An Ultrasensitive LC-APPI-MS/MS Method for Simultaneous Determination of Ciclesonide and Active Metabolite Desisobutyryl-Ciclesonide in Human Serum and Its Application to a Clinical Study
Author(s) -
YuLuan Chen,
Weimin Wang,
Armand G. Ngounou Wetie,
Lei Shi,
John Eddy,
Zhongping Lin,
Soujanya Sunkaraneni
Publication year - 2019
Publication title -
the journal of applied laboratory medicine
Language(s) - English
Resource type - Journals
eISSN - 2576-9456
pISSN - 2475-7241
DOI - 10.1373/jalm.2019.029397
Subject(s) - ciclesonide , active metabolite , chemistry , chromatography , metabolite , medicine , biochemistry , asthma , inhaled corticosteroids
Background The development of more efficient drug delivery devices for ciclesonide inhalation products requires an ultrasensitive bioanalytical method to measure systematic exposure of ciclesonide (CIC) and its active metabolite desisobutyryl-ciclesonide (des-CIC) in humans. Method Serum sample was extracted with 1-chlorobutane. A reversed-phase liquid chromatography coupled with atmospheric pressure photoionization–tandem mass spectrometry (LC-APPI-MS/MS) method was used for quantification of 1–500 pg/mL for both analytes in a 0.500-mL serum. The analysis time was 4.7 min/injection. CIC-d11 and des-CIC-d11 were used as the internal standards. Results Calibration curves showed good linearity (r2 > 0.99) for both analytes. This novel method was precise and accurate with interassay precision and accuracy of all within 9.6% CV and ± 4.0% bias for regular QC samples. Extraction recovery was approximately 85% for both analytes.
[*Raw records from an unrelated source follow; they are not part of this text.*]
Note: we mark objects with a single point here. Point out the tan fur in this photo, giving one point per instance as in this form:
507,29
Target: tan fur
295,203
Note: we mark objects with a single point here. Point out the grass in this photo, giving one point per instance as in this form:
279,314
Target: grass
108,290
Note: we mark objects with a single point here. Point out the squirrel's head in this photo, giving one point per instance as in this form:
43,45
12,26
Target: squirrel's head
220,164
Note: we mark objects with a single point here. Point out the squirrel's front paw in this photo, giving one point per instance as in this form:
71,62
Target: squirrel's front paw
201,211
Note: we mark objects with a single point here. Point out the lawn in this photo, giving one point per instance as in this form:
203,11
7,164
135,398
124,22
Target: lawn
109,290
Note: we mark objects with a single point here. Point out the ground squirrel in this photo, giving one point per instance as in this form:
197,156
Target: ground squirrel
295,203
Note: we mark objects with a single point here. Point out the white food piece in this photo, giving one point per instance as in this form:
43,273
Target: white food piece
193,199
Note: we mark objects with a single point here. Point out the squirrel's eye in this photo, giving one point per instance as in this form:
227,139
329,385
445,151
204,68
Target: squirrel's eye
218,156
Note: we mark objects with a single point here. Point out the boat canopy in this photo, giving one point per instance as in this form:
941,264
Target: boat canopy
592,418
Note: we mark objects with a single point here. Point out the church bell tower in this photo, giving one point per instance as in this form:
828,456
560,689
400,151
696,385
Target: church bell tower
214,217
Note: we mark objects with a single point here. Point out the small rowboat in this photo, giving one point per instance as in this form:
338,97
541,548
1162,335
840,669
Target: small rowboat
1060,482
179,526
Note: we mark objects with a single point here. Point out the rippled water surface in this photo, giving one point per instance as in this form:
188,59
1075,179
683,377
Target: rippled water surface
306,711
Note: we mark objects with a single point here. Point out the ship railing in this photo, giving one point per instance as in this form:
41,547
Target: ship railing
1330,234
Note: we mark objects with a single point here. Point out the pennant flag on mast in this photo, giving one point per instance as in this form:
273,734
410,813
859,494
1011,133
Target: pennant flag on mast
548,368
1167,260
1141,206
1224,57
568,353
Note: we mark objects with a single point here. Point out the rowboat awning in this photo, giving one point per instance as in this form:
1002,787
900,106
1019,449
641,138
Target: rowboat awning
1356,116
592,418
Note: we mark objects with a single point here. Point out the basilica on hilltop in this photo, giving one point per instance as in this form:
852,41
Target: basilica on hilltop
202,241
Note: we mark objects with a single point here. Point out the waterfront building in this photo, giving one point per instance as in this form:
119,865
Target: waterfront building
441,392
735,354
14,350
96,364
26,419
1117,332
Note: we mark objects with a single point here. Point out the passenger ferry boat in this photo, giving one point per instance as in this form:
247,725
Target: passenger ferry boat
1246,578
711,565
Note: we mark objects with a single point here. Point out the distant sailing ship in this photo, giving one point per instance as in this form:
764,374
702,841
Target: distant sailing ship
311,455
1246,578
Serum samples are stable for 3 freeze–thaw cycles, 24 h at bench top, and up to 706 days at both −20 °C and −70 °C. This method was successfully used to support a pharmacokinetic (PK) comparison between the inhalation suspensions and an inhalation aerosol of ciclesonide in healthy participants. The method robustness was also supported by the good incurred sample reanalysis reproducibility. Conclusion APPI, a highly selective and sensitive ionization source, made possible for quantifying CIC and des-CIC with a lower limit of quantification (LLOQ) of 1 pg/mL in human serum by LC-MS/MS. A 10-fold sensitivity improvement from the most sensitive reported method (LLOQ, 10 pg/mL) is essential to fully characterize the PK profiles of CIC and des-CIC in support of the clinical development of the ciclesonide-related medications for patients.